Format revision: Converts formats in different datasets — like date/time, male/female, and units of measurement — into one consistent format.

Derivation: Creates transformation rules that apply to the data. For example, maybe you need to subtract certain costs or tax liabilities from business revenue figures before analyzing them.

Aggregation: Gathers and searches data so you can present it in a summarized report format.

Integration: Reconciles diverse names/values that apply to the same data elements across the data warehouse so that each element has a standard name and definition.

Filtering: Selects specific columns, rows, and fields within a dataset.

Splitting: Splits one column into more than one column.

Joining: Links data from two or more sources, such as adding spend information across multiple SaaS platforms.

Summarization: Creates different business metrics by calculating value totals. For example, you might add up all the sales made by a specific salesperson to create total sales metrics for specific periods.

Validation: Sets up automated rules to follow in different circumstances. For instance, if the first five fields in a row are NULL, then you can flag the row for investigation or prevent it from being processed with the rest of the information.

Data Loading 

Data loading is the process of loading the extracted information into your target data repository. Loading is an ongoing process that could happen through "full loading" (the first time you load data into the warehouse) or "incremental loading" (as you update the data warehouse with new information).
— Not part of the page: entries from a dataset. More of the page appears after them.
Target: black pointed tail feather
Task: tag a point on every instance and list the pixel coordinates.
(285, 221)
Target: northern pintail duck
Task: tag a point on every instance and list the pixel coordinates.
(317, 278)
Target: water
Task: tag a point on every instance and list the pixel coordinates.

Because incremental loads are the most complex, we'll focus on them in this section. 

Types of Incremental Loads:

Incremental loads extract and load information that has appeared since the last incremental load. This can happen in two ways: 

Batch incremental loads: The data warehouse ingests information in packets or batches. If it's a large batch, it's best to carry out a batch load during off-peak hours — on a daily, weekly, or monthly basis — to prevent system slowdowns. However, modern data warehouses can also ingest small batches of information on a minute-by-minute basis with an ETL platform like Integrate.io. This allows them to achieve an approximation of real-time updates for the end-user.
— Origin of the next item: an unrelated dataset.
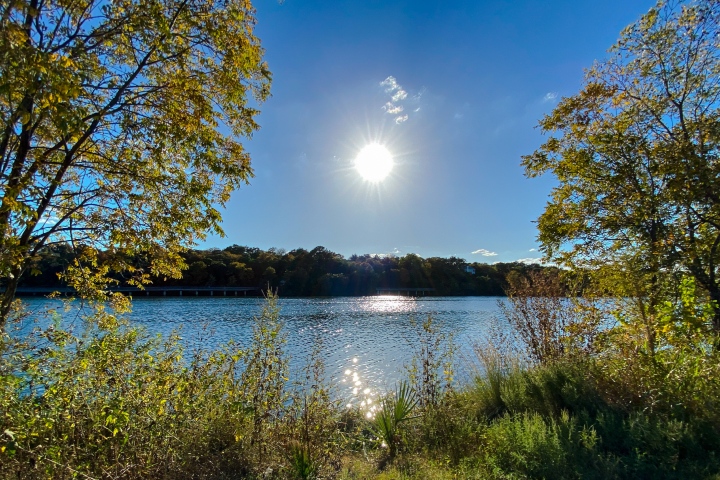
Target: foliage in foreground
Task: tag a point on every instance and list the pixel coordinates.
(111, 402)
Streaming incremental loads: The data warehouse ingests new data as it appears in real-time. This method is particularly valuable when the end-user requires real-time updates (e.g. for up-to-the-minute decision-making). That said, streaming incremental loads are only possible when the updates involve a very small amount of data. In most cases, minute-by-minute batch updates offer a more robust solution than real-time streaming.
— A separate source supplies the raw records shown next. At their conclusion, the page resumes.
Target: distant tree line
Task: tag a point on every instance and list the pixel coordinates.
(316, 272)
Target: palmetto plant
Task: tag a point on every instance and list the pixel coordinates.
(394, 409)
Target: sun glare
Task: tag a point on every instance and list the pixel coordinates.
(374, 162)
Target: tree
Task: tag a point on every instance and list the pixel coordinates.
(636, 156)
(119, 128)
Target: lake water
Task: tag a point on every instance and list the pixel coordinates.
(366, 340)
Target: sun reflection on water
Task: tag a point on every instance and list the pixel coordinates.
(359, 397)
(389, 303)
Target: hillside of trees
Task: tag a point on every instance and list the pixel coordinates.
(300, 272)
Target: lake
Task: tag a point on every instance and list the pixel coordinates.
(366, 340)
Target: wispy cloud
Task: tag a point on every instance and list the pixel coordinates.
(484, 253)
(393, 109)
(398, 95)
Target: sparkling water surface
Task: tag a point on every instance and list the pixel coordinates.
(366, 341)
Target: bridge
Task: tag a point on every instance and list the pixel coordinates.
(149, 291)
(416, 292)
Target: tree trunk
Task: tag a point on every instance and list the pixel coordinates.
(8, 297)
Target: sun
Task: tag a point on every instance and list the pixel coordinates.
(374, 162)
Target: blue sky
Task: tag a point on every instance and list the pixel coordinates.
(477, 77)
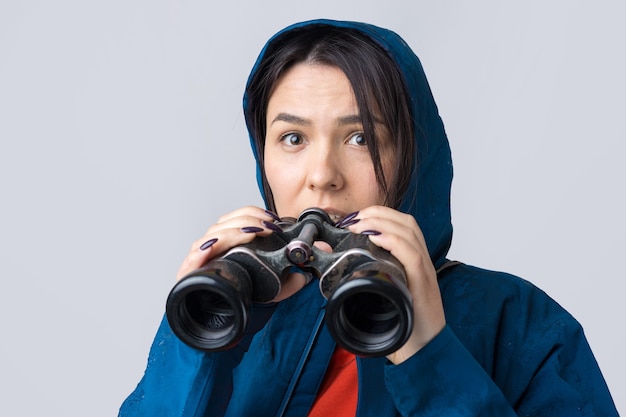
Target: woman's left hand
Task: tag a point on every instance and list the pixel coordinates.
(400, 235)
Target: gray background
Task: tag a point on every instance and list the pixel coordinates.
(122, 140)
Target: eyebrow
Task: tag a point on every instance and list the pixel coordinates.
(297, 120)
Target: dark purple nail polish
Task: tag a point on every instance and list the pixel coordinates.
(272, 215)
(370, 232)
(348, 223)
(272, 227)
(348, 217)
(206, 245)
(251, 229)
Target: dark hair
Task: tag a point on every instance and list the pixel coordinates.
(377, 83)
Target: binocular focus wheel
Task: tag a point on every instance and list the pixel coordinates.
(207, 313)
(370, 314)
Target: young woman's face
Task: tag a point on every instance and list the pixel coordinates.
(315, 152)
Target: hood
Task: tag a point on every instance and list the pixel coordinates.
(428, 195)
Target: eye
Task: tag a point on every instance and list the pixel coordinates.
(357, 139)
(292, 139)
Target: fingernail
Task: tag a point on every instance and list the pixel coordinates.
(206, 245)
(251, 229)
(343, 224)
(272, 215)
(348, 217)
(272, 226)
(370, 232)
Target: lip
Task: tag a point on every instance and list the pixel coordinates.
(335, 215)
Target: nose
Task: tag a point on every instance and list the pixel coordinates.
(324, 168)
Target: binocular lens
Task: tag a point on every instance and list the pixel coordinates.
(209, 310)
(370, 315)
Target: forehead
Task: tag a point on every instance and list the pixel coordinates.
(307, 87)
Incremental Loading Challenges:

Incremental loads can disrupt system performance and cause a host of problems, including: 

Data structure changes: Data formats in your data sources or data warehouse may need to evolve according to the needs of your information system. However, changing one part of the system could lead to incompatibilities that interfere with the loading process. To prevent problems relating to inconsistent, corrupt, or incongruent data, it’s important to zoom out and review how slight changes affect the total ecosystem before making the appropriate adjustments.

Processing data in the wrong order: Data pipelines can follow complex trajectories that result in your data warehouse processing, updating, or deleting information in the wrong order. That can lead to corrupt or inaccurate information. For this reason, it’s vital to monitor and audit the ordering of data processing.

Failure to detect problems: Quick detection of any problems with your ETL workflow is crucial: e.g. when an API goes down, when your API access credentials are out-of-date, when system slowdowns interrupt dataflow from an API or when the target data warehouse is down. The sooner you detect the problem, the faster you can fix it, and the easier it is to correct the inaccurate/corrupt data that results from it.